Особое место занимает роман и в творчестве писателя в целом. Не только потому, что его следует числить по ведомству фантастики. К фантастике Лондон обращался и прежде. Более того, многие самые ранние его рассказы как раз фантастика[196]. Но «Железная пята» — его первый опыт в жанре фантастического романа. И, что еще важнее, в социальной фантастике ему еще предстояли серьезные свершения — повести «До Адама», «Алая чума», роман «Звездный скиталец», не говоря уже о рассказах. Конечно, утверждать, что, сочинив «Железную пяту», Лондон изобрел нечто совершенно новое, не правомерно — достаточно вспомнить «Колонну Цезаря» И. Донелли и «Взгляд назад: 1887–2000» Э. Беллами. Да и тогда, в начале XX века, социальное прогнозирование, облеченное в художественную форму, — явление довольно распространенное. Произведения подобного рода сочиняли как сторонники социализма, так и его противники[197]. В этом смысле Лондон не открывал, а продолжал традицию. Но, повторим, в своих воззрениях и умозаключениях был вполне искренен.

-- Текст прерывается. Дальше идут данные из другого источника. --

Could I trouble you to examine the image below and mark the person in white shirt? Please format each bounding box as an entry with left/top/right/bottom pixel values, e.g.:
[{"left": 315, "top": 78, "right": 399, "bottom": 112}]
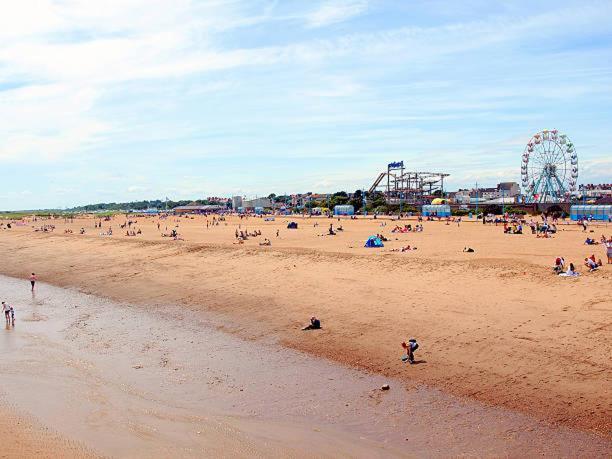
[{"left": 2, "top": 302, "right": 11, "bottom": 324}]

Впрочем, мы немного забежали вперед. Тогда же, летом и осенью 1905 года, разрываясь между письменным столом и политической деятельностью, Лондон дописывал одно из наиболее известных своих произведений — повесть «Белый клык».

Он еще не окончил эту вещь, когда к нему поступило предложение от Slayton Lyceum Bureau — компании из Чикаго, которая занималась устройством цирковых, театральных и иных гастролей, а также лекционных туров для знаменитостей, — отправиться в большое турне по США с чтением лекций. Это был хороший знак. Он означал, что Лондон приобрел общенациональную известность, интересен самой широкой аудитории и на него «будут ходить». Известность он уже давно приобрел в Сан-Франциско и Окленде, других калифорнийских городах, его выступления собирали много зрителей, обсуждались, вызывали полемику. Значит, его будут слушать и в других частях США. А его убеждения не очень интересовали импресарио из Чикаго, предлагавших контракт. Главное, чтобы был доход.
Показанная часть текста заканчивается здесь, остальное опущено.